Cuando Margo regresó, se encogió de hombros y suspiró pesadamente.

– Oh, Dios, cada vez se le va más la cabeza. ¿Quieres quedarte a pasar la noche, Alba?

Alba rabió. Margo la trataba como a una invitada en su propia casa. Incapaz de seguir controlando su frustración, abrió el bolso y sacó el rollo de papel.

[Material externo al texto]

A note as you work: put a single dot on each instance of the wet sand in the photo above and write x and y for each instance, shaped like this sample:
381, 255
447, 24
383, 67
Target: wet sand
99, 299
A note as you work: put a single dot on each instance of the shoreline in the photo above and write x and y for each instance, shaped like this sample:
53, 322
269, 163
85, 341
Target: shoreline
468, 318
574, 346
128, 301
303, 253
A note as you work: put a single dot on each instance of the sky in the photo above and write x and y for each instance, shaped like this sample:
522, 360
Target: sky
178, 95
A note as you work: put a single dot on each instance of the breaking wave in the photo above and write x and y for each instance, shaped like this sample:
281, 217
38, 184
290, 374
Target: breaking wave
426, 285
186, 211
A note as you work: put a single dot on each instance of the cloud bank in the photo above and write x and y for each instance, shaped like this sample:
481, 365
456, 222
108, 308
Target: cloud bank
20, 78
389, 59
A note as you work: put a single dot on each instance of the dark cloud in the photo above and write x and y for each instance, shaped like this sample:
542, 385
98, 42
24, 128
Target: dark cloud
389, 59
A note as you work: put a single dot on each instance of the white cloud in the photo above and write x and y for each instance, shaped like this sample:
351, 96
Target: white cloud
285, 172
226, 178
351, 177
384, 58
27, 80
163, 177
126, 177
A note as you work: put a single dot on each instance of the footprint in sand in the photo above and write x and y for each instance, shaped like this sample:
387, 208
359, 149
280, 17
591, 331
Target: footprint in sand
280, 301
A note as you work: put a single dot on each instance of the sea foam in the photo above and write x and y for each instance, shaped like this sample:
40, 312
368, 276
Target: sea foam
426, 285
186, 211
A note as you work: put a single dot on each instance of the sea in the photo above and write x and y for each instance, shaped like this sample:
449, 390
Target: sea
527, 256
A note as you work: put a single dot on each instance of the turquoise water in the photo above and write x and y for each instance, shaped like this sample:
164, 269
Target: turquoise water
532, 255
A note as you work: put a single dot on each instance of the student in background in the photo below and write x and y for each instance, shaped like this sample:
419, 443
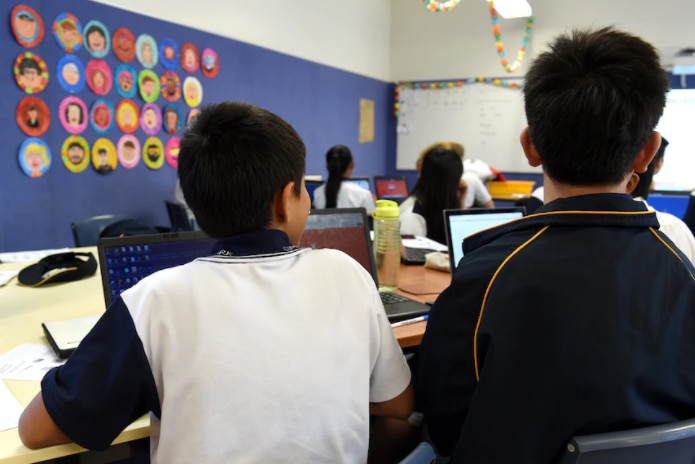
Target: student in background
253, 354
338, 191
578, 319
436, 189
473, 190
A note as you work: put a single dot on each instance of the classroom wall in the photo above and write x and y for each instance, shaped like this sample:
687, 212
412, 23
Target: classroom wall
320, 101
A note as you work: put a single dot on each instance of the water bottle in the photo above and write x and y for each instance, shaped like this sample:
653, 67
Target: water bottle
387, 244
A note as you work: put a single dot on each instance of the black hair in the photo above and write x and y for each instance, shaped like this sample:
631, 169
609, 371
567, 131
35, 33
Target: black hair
645, 183
592, 103
234, 159
437, 189
338, 159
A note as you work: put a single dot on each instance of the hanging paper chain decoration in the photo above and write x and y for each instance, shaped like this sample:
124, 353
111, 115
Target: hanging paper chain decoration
450, 85
436, 7
500, 46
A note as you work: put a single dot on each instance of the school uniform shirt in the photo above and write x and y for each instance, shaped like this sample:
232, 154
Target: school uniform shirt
349, 196
577, 319
263, 352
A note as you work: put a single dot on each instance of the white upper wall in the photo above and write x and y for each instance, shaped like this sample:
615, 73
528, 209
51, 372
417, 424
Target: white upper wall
352, 35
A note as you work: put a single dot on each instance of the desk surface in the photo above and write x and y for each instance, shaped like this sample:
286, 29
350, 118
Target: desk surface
23, 309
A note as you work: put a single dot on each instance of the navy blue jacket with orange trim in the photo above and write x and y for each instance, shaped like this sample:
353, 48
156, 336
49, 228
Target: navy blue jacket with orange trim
577, 319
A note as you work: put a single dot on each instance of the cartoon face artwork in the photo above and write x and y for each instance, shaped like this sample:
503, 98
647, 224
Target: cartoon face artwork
124, 45
30, 72
34, 157
73, 116
75, 154
27, 26
96, 39
67, 31
32, 116
70, 73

– He encontrado esto debajo de mi cama. Debía de llevar años allí escondido -dijo agitándolo en el aire-. Es un dibujo de Valentina, obra de papá. -Observó a su padre con esos extraños y pálidos ojos suyos. Reparó en que los hombros del Búfalo se encogían, presos de la tensión, al tiempo que intercambiaba miradas nerviosas con su esposo. Alba estaba furiosa.

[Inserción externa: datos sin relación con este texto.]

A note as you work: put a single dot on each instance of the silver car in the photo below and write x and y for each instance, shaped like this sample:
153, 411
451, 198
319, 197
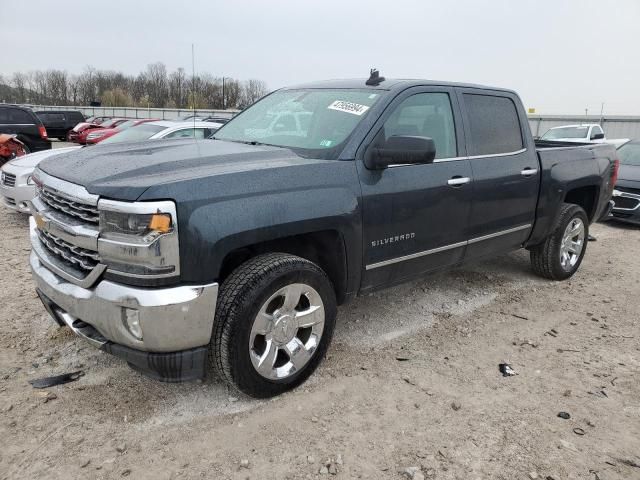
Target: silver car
16, 186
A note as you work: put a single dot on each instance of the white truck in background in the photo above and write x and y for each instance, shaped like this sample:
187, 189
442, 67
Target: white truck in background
583, 133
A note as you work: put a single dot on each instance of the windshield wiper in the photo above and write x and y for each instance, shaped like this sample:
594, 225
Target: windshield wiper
246, 142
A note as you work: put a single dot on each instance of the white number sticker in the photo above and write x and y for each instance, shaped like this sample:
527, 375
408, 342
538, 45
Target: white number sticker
348, 107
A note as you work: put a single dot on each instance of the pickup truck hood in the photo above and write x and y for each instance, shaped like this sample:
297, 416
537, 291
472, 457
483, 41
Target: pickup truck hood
124, 171
33, 159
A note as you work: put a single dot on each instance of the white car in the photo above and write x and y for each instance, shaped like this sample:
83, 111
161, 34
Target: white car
163, 129
16, 187
583, 133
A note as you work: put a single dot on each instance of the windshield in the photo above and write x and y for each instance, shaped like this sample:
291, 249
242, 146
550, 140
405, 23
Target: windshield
566, 132
127, 124
629, 154
135, 134
312, 122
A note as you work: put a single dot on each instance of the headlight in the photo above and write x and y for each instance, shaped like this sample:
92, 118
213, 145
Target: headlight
139, 239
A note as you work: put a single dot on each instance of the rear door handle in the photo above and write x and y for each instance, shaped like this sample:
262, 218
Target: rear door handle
458, 181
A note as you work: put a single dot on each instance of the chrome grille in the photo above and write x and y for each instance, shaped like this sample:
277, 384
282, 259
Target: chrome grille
8, 179
78, 257
73, 208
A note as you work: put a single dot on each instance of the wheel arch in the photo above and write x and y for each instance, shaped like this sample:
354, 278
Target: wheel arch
325, 248
586, 197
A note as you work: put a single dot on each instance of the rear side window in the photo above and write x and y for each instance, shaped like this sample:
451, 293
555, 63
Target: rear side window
51, 117
493, 123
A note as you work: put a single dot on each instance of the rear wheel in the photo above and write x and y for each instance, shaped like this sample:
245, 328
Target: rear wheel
561, 254
273, 325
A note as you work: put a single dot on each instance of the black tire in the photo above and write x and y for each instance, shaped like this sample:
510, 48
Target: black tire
545, 257
241, 296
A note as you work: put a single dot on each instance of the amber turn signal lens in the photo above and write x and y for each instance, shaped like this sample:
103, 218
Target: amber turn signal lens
160, 222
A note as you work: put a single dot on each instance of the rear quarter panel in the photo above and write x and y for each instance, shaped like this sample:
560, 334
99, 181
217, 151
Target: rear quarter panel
565, 169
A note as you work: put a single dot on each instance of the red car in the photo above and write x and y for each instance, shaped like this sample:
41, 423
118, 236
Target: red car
92, 122
96, 135
114, 122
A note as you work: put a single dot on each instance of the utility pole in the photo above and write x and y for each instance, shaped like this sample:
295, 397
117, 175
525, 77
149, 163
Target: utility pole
223, 98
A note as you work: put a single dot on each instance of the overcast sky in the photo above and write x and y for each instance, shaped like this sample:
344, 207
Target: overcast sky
561, 56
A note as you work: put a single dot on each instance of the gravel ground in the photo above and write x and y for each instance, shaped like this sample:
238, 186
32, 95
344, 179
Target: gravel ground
410, 388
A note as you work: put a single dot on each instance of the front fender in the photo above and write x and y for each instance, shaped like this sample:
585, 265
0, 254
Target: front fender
223, 213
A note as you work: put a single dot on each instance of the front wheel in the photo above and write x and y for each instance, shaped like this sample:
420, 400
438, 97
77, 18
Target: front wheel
561, 254
274, 322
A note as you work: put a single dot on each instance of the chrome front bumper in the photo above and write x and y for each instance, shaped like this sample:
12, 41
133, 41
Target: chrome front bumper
17, 198
172, 319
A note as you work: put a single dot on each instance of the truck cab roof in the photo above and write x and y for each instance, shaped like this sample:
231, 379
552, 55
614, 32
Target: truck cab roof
391, 84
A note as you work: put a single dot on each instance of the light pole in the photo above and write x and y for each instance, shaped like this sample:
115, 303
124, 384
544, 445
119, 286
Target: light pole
223, 97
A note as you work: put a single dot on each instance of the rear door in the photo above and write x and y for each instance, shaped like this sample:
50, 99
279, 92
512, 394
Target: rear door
506, 175
415, 217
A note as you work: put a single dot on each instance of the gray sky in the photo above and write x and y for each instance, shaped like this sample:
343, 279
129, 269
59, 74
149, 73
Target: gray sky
562, 56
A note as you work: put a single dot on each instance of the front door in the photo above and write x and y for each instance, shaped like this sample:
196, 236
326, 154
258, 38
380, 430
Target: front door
415, 217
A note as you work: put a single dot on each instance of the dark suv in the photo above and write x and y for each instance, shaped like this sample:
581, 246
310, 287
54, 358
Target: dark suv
59, 122
22, 122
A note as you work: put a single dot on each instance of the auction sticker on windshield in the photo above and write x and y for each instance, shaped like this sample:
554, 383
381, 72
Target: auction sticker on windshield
348, 107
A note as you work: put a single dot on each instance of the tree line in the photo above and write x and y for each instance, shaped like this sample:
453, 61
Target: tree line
153, 87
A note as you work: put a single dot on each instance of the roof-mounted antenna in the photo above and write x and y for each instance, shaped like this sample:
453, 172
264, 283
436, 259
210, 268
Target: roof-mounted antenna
374, 78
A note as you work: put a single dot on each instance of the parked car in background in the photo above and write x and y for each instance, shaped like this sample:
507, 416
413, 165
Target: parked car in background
75, 132
26, 126
60, 122
107, 124
164, 129
626, 195
97, 120
230, 255
97, 135
205, 118
16, 186
583, 133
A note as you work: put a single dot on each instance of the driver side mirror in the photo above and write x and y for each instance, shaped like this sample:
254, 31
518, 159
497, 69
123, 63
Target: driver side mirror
401, 149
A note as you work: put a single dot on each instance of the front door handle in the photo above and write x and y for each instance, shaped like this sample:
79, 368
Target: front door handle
458, 181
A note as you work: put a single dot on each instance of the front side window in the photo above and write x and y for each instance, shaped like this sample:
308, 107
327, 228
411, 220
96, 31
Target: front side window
425, 115
596, 130
629, 154
493, 124
312, 122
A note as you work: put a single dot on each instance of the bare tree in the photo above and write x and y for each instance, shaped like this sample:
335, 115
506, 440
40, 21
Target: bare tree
19, 82
157, 84
177, 88
57, 86
153, 87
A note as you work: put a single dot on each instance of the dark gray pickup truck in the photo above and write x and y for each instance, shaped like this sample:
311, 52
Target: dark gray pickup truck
230, 254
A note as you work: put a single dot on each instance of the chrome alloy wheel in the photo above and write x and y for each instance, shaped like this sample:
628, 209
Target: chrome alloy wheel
572, 244
287, 331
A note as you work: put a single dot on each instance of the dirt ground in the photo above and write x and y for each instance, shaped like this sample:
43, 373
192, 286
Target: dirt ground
411, 380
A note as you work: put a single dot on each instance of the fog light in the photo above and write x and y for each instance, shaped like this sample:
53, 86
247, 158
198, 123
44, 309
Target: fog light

– Sí, papá, es precioso. Deja que te recuerde cuándo lo dibujaste. Fue en 1943, durante la guerra, cuando la amabas. ¿Alguna vez te acuerdas de ella? -Y, volviéndose hacia Margo, dijo con tono glacial-: ¿Le dejas que se acuerde de ella?

– Vamos, Alba -empezó Margo, pero la voz de la joven se elevó hasta eclipsar la de su madrastra mientras seguía poniendo en palabras todas las ideas que durante años habían ido fermentando en su cabeza. Como el vino demasiado tiempo olvidado, le supieron amargas.

– Es como si jamás hubiera existido. Nunca hablas de ella. -Tosió para aclararse la garganta y destensar sus cuerdas vocales, aunque éstas simplemente le dolían de pura desesperación-.¿Cómo puedes permitir que otra mujer borre el recuerdo que guardas de ella? ¿A qué viene semejante cobardía, papá? Combatiste en la guerra, mataste a hombres mucho más fuertes que tú y aun así… aun así… me niegas a mi propia madre por temor a molestar a Margo.